Mazlum Abdi: Ortak anlayışa varıldı

SDG Genel Komutanı Mazlum Abdi, entegrasyon sürecine ilişkin yaptığı açıklamada, Şam yönetimi ile askeri yapıların birleştirilmesi konusunda “ortak bir anlayışa” ulaşıldığını duyurdu. Abdi, askeri entegrasyona dair temel pürüzlerin aşıldığını ifade ederken, siyasi ve anayasal başlıklarda ise daha kapsamlı görüşmelere ihtiyaç olduğunu dile getirdi. Bu açıklama, SDG’nin askeri anlamda geri adım attığı şeklinde yorumlanırken, siyasi taleplerin masada kalmaya devam edeceğine işaret etti.

Taslak metindeki kritik başlıklar

Anlaşma taslağına göre, SDG ve Asayiş güçlerinden oluşan yaklaşık 90 bin kişilik yapı kademeli olarak Suriye Savunma ve İçişleri bakanlıklarına bağlanacak. Rakka, Deyrizor ve Haseke’de, doğrudan Savunma Bakanlığı’na bağlı ancak SDG kökenli personelden oluşan üç tümen kurulması planlanıyor. Ayrıca SDG’li 100 komutana Suriye ordusunda resmi rütbe verilmesi öngörülüyor. Ancak Şam yönetimi, bu isimlerin sahada birlik komuta etmesi yerine bakanlık bünyesinde “koordinasyon görevlisi” olarak çalışmasını şart koşuyor. SDG ise bu talebe sıcak bakmıyor. Öte yandan Kadın Savunma Birlikleri (YPJ) ve Anti-Terör Birimleri’nin (YAT) özel statüsünü koruma ısrarı da anlaşmanın en hassas maddeleri arasında yer alıyor.
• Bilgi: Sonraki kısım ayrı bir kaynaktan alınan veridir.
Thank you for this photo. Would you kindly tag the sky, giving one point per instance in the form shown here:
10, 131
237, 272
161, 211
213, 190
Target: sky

Hakan Fidan’dan İsrail vurgusu

Dışişleri Bakanı Hakan Fidan, SDG’nin Suriye ordusuna entegrasyonu sürecinde İsrail faktörüne dikkat çekmişti. Fidan, SDG’nin bazı faaliyetlerini İsrail ile koordinasyon içinde yürütmesinin, Şam ile yapılan görüşmelerde ciddi bir engel oluşturduğunu ifade etti. Bu açıklama, entegrasyon sürecinin sadece Şam-SDG hattında değil, bölgesel aktörler açısından da yakından izlendiğini ortaya koydu.